A alta recorde no preço da soja e do milho nas últimas semanas, causada pela seca que levou a quebra de safra nos Estados Unidos, colocou em cheque as contas de milhares de produtores de frangos e suínos no Brasil e pode levar a uma onda de quebras. O problema é mais grave entre os cada vez mais raros criadores independentes, mas lideranças do setor dizem que a crise atinge também a fornecedores ligados às grandes companhias, como Marfirg e BRF. Nas gôndolas, o reflexo será a alta de mais de 50% no preço das carnes.

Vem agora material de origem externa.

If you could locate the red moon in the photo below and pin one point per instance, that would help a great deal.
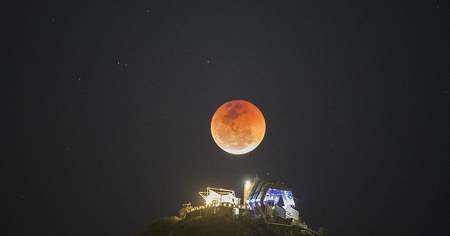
(238, 127)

“Empresas que não têm certo lastro financeiro vão passar por situação difícil”, diz Mario Lanznaster, diretor presidente da catarinense Aurora, uma das maiores cooperativas agrícolas brasileiras, com receita projetada para este ano de R$ 4,1 bilhões. “Algumas vão fechar, outras vão entrar em concordata ou vão se juntar para sobreviver”, afirma o executivo.
Margens estreitas – Acostumados a operar com margens de lucro baixas, por volta dos 3%, os produtores afirmam que não têm como absorver o aumento de custos. O ciclo de produção do frango é de cerca de 30 dias e, o dos suínos, quase seis meses. Com a alta no preço da soja e do milho, o dinheiro reservado para bancar a ração dos animais – constituída basicamente por esses dois grãos – acaba no meio do caminho.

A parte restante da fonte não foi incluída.